第44号【長崎市歴史民俗資料館】
「花の都パリ」。ずいぶん昔から使われているこのフレーズ、最初に言い出したのは一体誰なのかしら? もしや映画のセリフ? 旅行代理店の宣伝文句?いずれにしてもパリにはお似合いの表現ですよね。こんな風に人々が注目する個性的な街には、それにぴったりの代名詞があるようです。長崎でいうならば「異国情緒」とか「港町」といったところですね。(“)神戸にも言えるね!
実はそんな代名詞で語ることができる長崎は、1570年ポルトガルとの貿易のためにこの街が開港されてからのこと。それじゃあ開港以前の長崎はどんな風で、そもそも長崎のはじまりはいつ頃なのでしょうか? そんな素朴な疑問を抱えて今回行って来たのは「長崎市歴史民俗資料館」(上銭座町)です。(・・)ソンナトコアッタノ?
▲長崎市歴史民俗資料館
(長崎市上銭座町)
長崎市の中心部茂里町(もりまち)にほど近い場所にある「長崎市歴史民俗資料館」。路面電車だと茂里町電停下車、徒歩10分。県営バスは立山行き(目覚経由)に乗り「あじさい荘バス停」で下車、徒歩5分。近くには坂本国際墓地があるので、それを頼りに行くと分かりやすいと思います。(“)人に聞クトイイヨ!

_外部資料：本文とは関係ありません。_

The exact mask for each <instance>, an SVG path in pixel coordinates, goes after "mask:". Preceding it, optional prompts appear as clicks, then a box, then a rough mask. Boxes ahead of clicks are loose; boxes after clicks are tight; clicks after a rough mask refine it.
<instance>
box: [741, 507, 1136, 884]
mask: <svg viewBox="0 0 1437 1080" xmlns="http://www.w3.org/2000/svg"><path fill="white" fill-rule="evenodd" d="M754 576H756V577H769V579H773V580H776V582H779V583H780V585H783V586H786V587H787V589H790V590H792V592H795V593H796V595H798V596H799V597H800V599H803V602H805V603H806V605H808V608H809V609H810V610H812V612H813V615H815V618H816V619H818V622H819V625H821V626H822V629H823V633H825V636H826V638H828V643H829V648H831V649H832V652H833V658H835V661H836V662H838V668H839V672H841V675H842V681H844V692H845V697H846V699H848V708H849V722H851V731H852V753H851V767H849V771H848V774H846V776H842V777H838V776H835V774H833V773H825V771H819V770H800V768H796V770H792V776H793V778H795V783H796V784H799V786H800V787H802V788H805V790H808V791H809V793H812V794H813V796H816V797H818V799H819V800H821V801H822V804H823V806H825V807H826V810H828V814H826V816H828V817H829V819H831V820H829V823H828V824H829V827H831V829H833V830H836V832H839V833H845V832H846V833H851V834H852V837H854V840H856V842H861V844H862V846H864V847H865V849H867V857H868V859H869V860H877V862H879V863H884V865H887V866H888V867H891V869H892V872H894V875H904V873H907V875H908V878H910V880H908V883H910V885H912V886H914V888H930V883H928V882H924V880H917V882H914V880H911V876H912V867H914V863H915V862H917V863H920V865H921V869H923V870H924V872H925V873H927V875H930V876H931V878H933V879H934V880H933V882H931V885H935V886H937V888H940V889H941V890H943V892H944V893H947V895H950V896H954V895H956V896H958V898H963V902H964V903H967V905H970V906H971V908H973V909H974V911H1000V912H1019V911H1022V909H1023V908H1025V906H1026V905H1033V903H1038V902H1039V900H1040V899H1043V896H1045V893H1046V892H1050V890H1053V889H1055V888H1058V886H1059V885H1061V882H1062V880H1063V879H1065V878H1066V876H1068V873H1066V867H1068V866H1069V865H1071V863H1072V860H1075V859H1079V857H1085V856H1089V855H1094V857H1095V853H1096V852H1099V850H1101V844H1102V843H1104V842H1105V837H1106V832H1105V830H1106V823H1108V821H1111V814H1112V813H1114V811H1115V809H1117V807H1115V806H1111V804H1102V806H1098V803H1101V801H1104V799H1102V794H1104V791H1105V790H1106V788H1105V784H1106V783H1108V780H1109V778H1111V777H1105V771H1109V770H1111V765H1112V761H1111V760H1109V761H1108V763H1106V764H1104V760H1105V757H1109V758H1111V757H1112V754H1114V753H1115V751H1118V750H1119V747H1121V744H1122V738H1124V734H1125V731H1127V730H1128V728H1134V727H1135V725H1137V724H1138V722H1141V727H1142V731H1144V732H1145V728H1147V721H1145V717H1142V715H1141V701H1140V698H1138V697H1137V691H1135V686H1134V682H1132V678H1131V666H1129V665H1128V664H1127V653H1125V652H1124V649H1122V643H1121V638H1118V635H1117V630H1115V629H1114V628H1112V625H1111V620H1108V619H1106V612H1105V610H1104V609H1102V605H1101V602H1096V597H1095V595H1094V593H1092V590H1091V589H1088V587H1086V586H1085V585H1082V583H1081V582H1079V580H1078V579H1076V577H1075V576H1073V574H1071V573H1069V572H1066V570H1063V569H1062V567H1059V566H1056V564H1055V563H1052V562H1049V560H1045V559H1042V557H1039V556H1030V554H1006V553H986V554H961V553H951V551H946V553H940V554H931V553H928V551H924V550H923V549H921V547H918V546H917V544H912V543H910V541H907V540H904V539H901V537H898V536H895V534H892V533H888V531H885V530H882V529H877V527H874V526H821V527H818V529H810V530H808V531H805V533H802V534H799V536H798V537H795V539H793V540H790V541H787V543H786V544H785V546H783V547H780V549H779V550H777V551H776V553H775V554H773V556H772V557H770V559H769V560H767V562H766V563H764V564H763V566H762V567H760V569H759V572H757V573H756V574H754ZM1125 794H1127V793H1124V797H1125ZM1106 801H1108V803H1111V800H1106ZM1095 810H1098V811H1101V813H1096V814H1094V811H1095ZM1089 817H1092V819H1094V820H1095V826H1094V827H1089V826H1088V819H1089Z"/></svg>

館内には1階は考古資料、2階は農機具や漁具、酒道具などの民俗資料や中国及びポルトガルとの貿易資料、3階は電信機器や電話機器などといったものが展示されています。この館の目的は、長崎の歴史民俗の資料を収集・保存し、調査・研究を行うこと。そして来館者には長崎の歴史の特異性と民俗文化財についての知識と理解を深めてもらうことにあるとか。
▲懐かしさを感じる
昔の生活道具たち
さまざまな展示物の中で私がもっとも驚いたのは、1階に展示されていた、柿泊遺跡(かきどまりいせき)のナイフや矢じりなどの出土品でした。これは市内柿泊町で発掘された約2万年前の旧石器時代のもの。つまりこの時代にはすでに長崎市内には人類が住んでいたという証で、現在もっとも古い長崎市の遺跡といえます。
学芸員の方の話によると、この館では2万年前の柿泊遺跡から現代にいたるまで、いわゆる日本史レベルで系統的に長崎を見渡す事ができるのだそうです。また開港以前の長崎については、長年ただの寒村だったというのが通説だったのが、ここ15年くらいの発掘によって、単なる寒村ではなく、きちんとした町が形成され、なおかつ文化水準も高かったというようなことがわかって来たとか。もちろんその証拠となる陶磁器や室町時代に建立された五輪塔(供養塔)なども展示されています。(°°)ヘエ
▲長崎の近世遺跡から出土
した東南アジアの陶磁器
展示物をじっくり見て行くと、歴史民俗の視点にウエイトをおいているだけあって、江戸期や明治~昭和初期の暮らしの様子などいろんな時代の人々の生活や温もりが伝わってくるようなものが多くあり、面白かったですよ。
ところで「長崎市歴史民俗資料館」は、平成九年に出島から今の場所に移転したのですが、場所的にわかりにくいのと宣伝不足で、来館者がずいぶん少なくなっているというから残念な話です。これを機に、新しい長崎を発見しに出かけてみませんか? ‘ー’)入場無料です!